What makes her a warrior? The mountains (of the title) that dwell in her imagination, the ones she dreams of and writes about on wallpaper “wonky where the pattern is bossed” (87) to counter violence, poverty, and neglect.

Though flawed as all novels are—and undoubtedly some of its shortcomings escaped me—Mountains of the Moon shines with fresh language, Kay’s “good way of putting things,”  that invigorates Louise’s story, reminding us of what novels can achieve but rarely do.

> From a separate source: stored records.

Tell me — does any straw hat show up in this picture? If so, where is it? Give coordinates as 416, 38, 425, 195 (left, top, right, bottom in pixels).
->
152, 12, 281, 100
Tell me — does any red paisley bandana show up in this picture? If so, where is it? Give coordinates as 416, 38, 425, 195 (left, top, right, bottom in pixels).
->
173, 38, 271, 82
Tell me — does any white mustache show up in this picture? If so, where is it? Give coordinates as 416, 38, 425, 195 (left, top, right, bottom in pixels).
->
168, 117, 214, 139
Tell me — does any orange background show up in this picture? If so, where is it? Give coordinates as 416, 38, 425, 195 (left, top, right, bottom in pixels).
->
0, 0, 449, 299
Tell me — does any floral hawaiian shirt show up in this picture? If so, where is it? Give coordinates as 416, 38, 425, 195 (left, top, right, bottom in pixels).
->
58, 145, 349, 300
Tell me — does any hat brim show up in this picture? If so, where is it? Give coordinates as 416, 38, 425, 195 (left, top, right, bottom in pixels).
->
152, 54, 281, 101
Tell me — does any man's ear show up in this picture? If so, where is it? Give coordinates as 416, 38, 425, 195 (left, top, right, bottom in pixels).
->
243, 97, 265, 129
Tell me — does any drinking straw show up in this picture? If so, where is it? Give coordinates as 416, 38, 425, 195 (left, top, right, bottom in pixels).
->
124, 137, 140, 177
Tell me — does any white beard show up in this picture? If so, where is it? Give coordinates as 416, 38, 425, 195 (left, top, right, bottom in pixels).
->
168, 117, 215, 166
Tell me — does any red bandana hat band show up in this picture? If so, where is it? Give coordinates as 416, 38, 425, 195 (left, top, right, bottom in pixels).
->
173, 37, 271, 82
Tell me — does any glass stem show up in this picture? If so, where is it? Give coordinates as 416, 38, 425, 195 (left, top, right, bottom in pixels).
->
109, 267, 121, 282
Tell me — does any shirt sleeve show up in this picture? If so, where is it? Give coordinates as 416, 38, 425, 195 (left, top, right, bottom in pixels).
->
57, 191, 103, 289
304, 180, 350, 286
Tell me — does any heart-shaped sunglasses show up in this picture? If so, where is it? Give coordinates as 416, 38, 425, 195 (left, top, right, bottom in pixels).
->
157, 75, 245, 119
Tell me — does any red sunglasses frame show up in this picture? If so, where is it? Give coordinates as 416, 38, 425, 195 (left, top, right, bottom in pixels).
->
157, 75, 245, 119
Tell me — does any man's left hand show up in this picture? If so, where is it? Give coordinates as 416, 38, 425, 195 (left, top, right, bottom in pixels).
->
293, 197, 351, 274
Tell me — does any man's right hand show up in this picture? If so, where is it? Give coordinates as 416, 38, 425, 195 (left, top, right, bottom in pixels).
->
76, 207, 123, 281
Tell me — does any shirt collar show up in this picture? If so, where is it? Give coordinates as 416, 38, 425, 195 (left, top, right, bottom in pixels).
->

Kay. I. J. Mountains of the Moon. New York: Viking, 2012.

Ashes to Water (2010)

Last night at the office of Richmond’s Frontier Project, on the corner of East Franklin and 20th Street, writer and actress Irene Ziegler  met with readers to discuss her mystery novel Ashes to Water:  the July-August selection for Richmond’s city-wide book club co-sponsored by Chop Suey Books and River City Reads. Rather than reading a long passage from her work–as many authors do–Ziegler alternated short excerpts from Ashes to Water and Rules of the Lake, its prequel, with reflections on writing and anecdotes from her life growing up in Pre-Disney, Florida.

As an author who is also an actress, Ziegler possesses an awareness of audience that many writers lack. When an author reads an entire chapter, even the best listeners are likely to lose their way. One image captures our interest, we linger with it, and never catch up to the narrative that’s unfolding. Ziegler encouraged the audience to write about what scares us and recounted how Francine Prose offered the same advice to playwright David Lindsay-Abaire. Following her advice,  he wrote Rabbit Hole, which received the Pulitzer Prize for drama in 2007.

Read more about Ashes to Water in the blog post for August 9 and on Irene Ziegler’s website.

Do Androids Dream of Electric Sheep? (1968)

This afternoon, I met with several of my Focused Inquiry colleagues to discuss Phillip K. Dick’s novel Do Androids Dream of Electric Sheep?, the holiday reading that will bridge UNIV 111 and 112.  Though students won’t read the novel until December or early January, I will address it–at least briefly–when they study Art Spiegelman‘s In the Shadow of No Towers on September 13 and 15, following the tenth anniversary of 9/11.

I have taught In the Shadow of No Towers in the spring semester for the past two years but  thought it would be worthwhile to consider Spiegelman‘s graphic memoir of the days that followed 9/11 on the days that follow the tenth anniversary.

On page 7, Spiegelman writes: “My ‘leaders’ are reading the book of Revelations.  . . .  I’m reading the paranoid science fiction of Phillip K. Dick.” Why does Spiegelman want us to know what he was reading–and what our leaders were reading–in the days following 9/11? What does he want to tell us? Those are a couple of the questions I may pose in class on September 13 or 15–and perhaps again in January when we study “the paranoid science fiction of Phillip K. Dick.”

Do Androids Dream of Electric Sheep? is new to me–I have just begun reading it–so I don’t know yet how I will approach it in class. My tentative plans include  incorporating a study of excerpts from the graphic novel adaptation from Boom Studios and concluding the semester with a study of Blade Runner, Ridley Scott‘s film adaptation–or perhaps, more accurately, his re-imagining–of the novel.

Foreground: Pelican under repair; Background: Front porch, where I repaired to read Ashes to Water.

On vacation at Topsail Island, June 4 – 8, I read Ashes to Water, the July-August selection for Richmond’s city-wide book club sponsored by River City Reads and Chop Suey Books. Whenever I read a mystery–which I don’t often do–I’m impressed by the intricacies of plot. What appealed to me more than the plot of Ashes to Water, though, was the novel’s sense of place. Like Irene Ziegler‘s short story collection Rules of the Lake, the novel’s prequel, Ashes to Water presents in vivid detail central Florida’s lake  country with its “grove[s] of knotty cypress knees” (274). I look forward to hearing Ziegler read from Ashes to Water on August 18.